In comments made shortly after a meeting in Addis Ababa to discuss funding, the African Union’s Peace and Security Council disclosed that so far, including Nigeria, Switzerland and France, have pledged about US $250 million to fund the 8,700-strong regional force. According to Orlando Bama, communications officer for the African Union’s Peace and Security Council, the US $250 million includes both previous pledges and those made during Monday’s conference. That effectively covers just over a third of the US $700 million budget that was announced for the Multi-National Joint Task Force (MNJTF) last year.
The task force, which is to be made up of regional African militaries, has yet to mobilize. Instead, national armies are tackling Boko Haram individually, however they often cannot follow the insurgency across the region’s long, porous borders. Regional armies from Cameroon, Chad, Niger and Nigeria mounted an offensive against the insurgents last year, which ousted them from many positions in northern Nigeria. The United States has also sent troops to supply intelligence and other assistance, however progress has been slow, with Boko Haram continuing to have the capabilities to launch deadly attacks both inside Nigeria, as well as in the Lake Chad Basin.
Monday’s talks come after the militant group’s latest attack, which killed at least 65 people in northeastern Nigeria on Saturday.
On Tuesday, the ambassadors of France and the United States issued separate statements calling for tighter regional and global cooperation to fight the threat of jihadist attacks in Senegal and the broader West Africa region. In the wake of two successive attacks in the past few weeks, which saw the capitals of Mali and Burkina Faso being targeted, Senegal’s Interior Minister Abdoulay Daouda Diallo disclosed that “the surge of terrorist groups shows the international community must fight terrorism everywhere with the same combativity.”

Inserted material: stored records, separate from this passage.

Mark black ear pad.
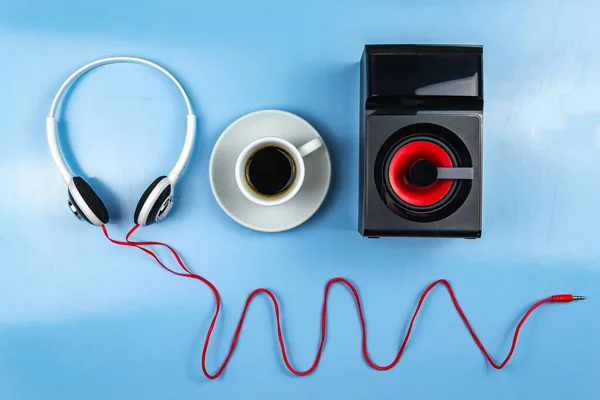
[133,176,172,226]
[69,176,109,225]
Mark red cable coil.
[102,225,584,379]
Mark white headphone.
[46,57,196,226]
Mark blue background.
[0,0,600,399]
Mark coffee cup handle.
[298,138,323,157]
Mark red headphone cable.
[102,225,585,379]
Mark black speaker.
[358,45,483,238]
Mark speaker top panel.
[363,45,483,110]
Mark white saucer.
[209,110,331,232]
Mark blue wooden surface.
[0,0,600,400]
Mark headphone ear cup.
[133,176,173,226]
[69,176,109,226]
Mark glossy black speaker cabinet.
[358,45,483,238]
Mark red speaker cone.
[388,140,453,207]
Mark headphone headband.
[46,57,196,185]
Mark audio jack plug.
[550,294,585,303]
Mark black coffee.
[246,146,296,197]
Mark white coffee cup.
[235,137,323,206]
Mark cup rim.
[235,136,305,206]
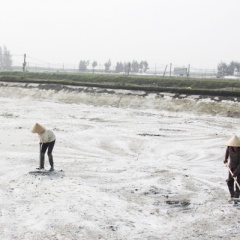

Speaking at talks on a four-year French funding plan against terrorism, he added that the only way forward was to “strengthen our cooperation” and “share our means.” France’s ambassador to Senegal, Jean-Felix Paganon, who attended the meeting, stated that cooperation in the fight against the Islamist threat “calls for regional and international cooperation.” Meanwhile in a separate meeting with the media, US ambassador James Zumwalt stated that “the Senegalese are very eager to partner with us and work with us because they obviously are concerned about the possibilities of terrorist incidents and also worried about radical extremism here in Senegal.” He added that “the threat is no greater now than it was before the attack in Burkina Faso, it’s the same thereat. And the Senegalese capability is the same capability that they had before.” The US ambassador also indicated that “there’s more awareness now about those threats and we clearly want to work very closely with Senegal to help them increase their capacity to respond, either pre or post attack, to a terrorist incident.” An upcoming three-week joint military exercise between Africa, US and European troops, known as Flintlock and due to begin in Senegal and Mauritania next week, will aim to help a country respond to an Islamist attack. Senegal, like Mali and Burkina Faso – which were hit by deadly Islamist attacks in November and January respectively – is a majority Muslim nation however it has so far been free of extremist jihadist attacks. However a Senegalese security source has disclosed that in November, around a dozen people, including several Muslim preachers, were arrested in the country for “links to AQIM (al-Qaeda in the Islamic Maghreb) and Islamic State.”
On 15 January, gunmen launched an attack on two hotels and a café popular with foreigners in the Burkinabe capital Ouagadougou, leaving thirty, mostly foreigners, dead. In November, militants launched a similar attack on the Radisson Blu hotel in Bamako, Mali. Both attacks were claimed by AQIM.